How about one of my favorite teen books: Stargirl. Now, this is clearly a “be yourself, don’t change for anyone” story. Is it a frame story? Not even close.

What’s interesting is how overt this message is without being a frame story. It’s the characters that make it special—Stargirl is certainly quirky in a manic-pixie-dream-girl way, with her ukulele playing, weird clothes, and tendency to change her name to whatever suits her. But she’s more than that, too. She’s special because she pays attention to what other people feel, and reacts to it; she’s special because she isn’t “trying to be an individual” with her stunts so much as honestly being cut from a different cloth; she’s special because when you see her weirding everyone out by cheering for the opposite team as well as her own team, you know her well enough to understand why she does it. When she goes through her self-exploration phase in the opposite way that most teens do—trying to be more conventional, for the sake of love—you don’t get a tidy wrap-up at the end where everyone’s learned their lessons and now we all know to be ourselves. We understand why fundamentally changing yourself for someone else is not about love, because we see the consequences as they take their toll on these characters.
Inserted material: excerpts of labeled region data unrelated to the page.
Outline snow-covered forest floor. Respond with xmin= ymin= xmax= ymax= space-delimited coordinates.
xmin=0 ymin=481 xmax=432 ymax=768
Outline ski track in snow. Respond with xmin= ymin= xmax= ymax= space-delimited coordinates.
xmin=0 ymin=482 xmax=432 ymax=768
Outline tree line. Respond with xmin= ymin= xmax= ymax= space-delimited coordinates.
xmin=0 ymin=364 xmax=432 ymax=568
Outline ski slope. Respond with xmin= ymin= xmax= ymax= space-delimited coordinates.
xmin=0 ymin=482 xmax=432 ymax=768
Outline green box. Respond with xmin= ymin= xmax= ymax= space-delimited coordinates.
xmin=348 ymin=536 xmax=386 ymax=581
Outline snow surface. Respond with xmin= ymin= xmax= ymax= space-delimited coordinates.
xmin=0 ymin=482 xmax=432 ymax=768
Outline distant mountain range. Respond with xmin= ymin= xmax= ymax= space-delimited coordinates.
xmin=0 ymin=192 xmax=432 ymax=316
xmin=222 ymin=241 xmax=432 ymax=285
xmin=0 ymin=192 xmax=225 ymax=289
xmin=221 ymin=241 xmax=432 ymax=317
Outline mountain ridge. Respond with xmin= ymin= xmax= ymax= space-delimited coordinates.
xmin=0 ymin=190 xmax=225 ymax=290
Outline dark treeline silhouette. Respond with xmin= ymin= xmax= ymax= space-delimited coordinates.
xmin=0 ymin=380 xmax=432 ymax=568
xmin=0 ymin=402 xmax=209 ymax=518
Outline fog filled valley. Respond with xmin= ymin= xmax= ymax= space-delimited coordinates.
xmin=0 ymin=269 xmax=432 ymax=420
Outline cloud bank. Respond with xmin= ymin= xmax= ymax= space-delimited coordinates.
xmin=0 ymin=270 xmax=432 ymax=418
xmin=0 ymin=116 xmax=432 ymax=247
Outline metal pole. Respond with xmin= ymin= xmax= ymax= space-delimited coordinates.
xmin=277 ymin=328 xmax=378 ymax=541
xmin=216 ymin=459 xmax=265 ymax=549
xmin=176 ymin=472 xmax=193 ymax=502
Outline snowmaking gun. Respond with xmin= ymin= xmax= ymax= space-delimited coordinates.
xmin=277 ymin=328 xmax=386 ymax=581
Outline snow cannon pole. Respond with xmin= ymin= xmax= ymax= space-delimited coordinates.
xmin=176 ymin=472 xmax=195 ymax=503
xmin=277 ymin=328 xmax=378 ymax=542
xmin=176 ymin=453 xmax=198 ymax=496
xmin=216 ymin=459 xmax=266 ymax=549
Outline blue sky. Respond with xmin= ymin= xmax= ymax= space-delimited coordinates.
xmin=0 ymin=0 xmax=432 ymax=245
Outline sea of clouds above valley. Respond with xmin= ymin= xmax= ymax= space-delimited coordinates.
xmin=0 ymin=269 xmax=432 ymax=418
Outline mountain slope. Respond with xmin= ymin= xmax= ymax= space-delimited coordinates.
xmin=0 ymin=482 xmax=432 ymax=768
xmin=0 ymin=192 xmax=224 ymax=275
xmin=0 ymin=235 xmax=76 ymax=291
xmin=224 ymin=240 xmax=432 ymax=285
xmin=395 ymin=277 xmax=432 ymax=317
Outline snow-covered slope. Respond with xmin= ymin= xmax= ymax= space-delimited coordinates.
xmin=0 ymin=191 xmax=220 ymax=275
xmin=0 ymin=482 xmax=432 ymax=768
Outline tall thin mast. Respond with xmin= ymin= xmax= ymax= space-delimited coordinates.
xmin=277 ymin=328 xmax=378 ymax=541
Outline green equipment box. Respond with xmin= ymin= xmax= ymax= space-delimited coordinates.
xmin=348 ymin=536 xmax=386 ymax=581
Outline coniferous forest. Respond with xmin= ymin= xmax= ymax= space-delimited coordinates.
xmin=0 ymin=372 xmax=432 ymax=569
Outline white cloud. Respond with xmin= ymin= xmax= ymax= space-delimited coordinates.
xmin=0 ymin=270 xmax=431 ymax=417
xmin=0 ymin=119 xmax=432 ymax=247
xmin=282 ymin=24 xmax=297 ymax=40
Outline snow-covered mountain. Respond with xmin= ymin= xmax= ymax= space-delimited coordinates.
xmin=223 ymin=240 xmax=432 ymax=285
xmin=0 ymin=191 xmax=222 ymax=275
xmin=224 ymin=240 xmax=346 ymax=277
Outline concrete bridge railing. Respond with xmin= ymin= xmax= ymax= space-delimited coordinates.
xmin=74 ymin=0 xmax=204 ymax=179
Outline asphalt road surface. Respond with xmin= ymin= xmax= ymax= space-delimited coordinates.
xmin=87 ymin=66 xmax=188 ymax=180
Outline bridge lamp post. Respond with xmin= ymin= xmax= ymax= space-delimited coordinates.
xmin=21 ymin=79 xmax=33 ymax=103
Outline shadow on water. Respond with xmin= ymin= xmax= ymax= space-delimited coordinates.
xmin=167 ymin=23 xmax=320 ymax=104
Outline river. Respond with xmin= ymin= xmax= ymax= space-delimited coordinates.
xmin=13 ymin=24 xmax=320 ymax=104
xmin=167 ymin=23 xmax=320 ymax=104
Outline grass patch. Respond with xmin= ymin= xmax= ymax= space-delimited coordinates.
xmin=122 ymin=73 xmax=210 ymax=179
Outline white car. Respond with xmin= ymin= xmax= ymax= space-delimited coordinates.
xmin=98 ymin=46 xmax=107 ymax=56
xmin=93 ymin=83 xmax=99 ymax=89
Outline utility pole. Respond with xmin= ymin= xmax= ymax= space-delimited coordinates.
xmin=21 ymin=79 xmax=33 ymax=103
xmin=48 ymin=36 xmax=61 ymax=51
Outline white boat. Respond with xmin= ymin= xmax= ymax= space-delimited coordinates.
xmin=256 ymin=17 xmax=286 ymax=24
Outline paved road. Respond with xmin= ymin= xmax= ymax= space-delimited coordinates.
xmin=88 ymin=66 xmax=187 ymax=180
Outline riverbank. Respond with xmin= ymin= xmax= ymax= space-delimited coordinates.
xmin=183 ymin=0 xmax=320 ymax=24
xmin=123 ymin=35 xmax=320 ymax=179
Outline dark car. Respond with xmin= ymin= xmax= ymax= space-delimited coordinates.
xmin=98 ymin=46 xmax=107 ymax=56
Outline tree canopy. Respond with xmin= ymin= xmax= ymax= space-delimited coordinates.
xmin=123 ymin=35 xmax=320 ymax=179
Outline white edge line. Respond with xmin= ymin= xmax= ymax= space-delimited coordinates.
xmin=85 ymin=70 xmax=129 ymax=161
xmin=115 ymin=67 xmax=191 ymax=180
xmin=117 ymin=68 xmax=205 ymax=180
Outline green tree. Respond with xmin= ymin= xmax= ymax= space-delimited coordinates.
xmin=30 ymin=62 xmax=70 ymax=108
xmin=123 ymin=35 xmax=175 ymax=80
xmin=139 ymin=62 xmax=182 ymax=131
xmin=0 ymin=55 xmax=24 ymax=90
We don’t feel like we just watched an after-school special about individuality. We feel the loss and we understand the people who lost. And that’s what the book is about. You’ll come away with a message, but you’ll never feel like the author tricked you into following a character’s story just so they could make them give lip service to their own agenda.

The key to presenting a message through fiction is always going to lie in the authenticity of your characters. Make us understand them and why everything in their lives has led them to believe what they do, and we’ll believe in them enough to want to listen to you. But make their personalities secondary to the message you’re piping in from a different universe, and I promise you we’ll feel it.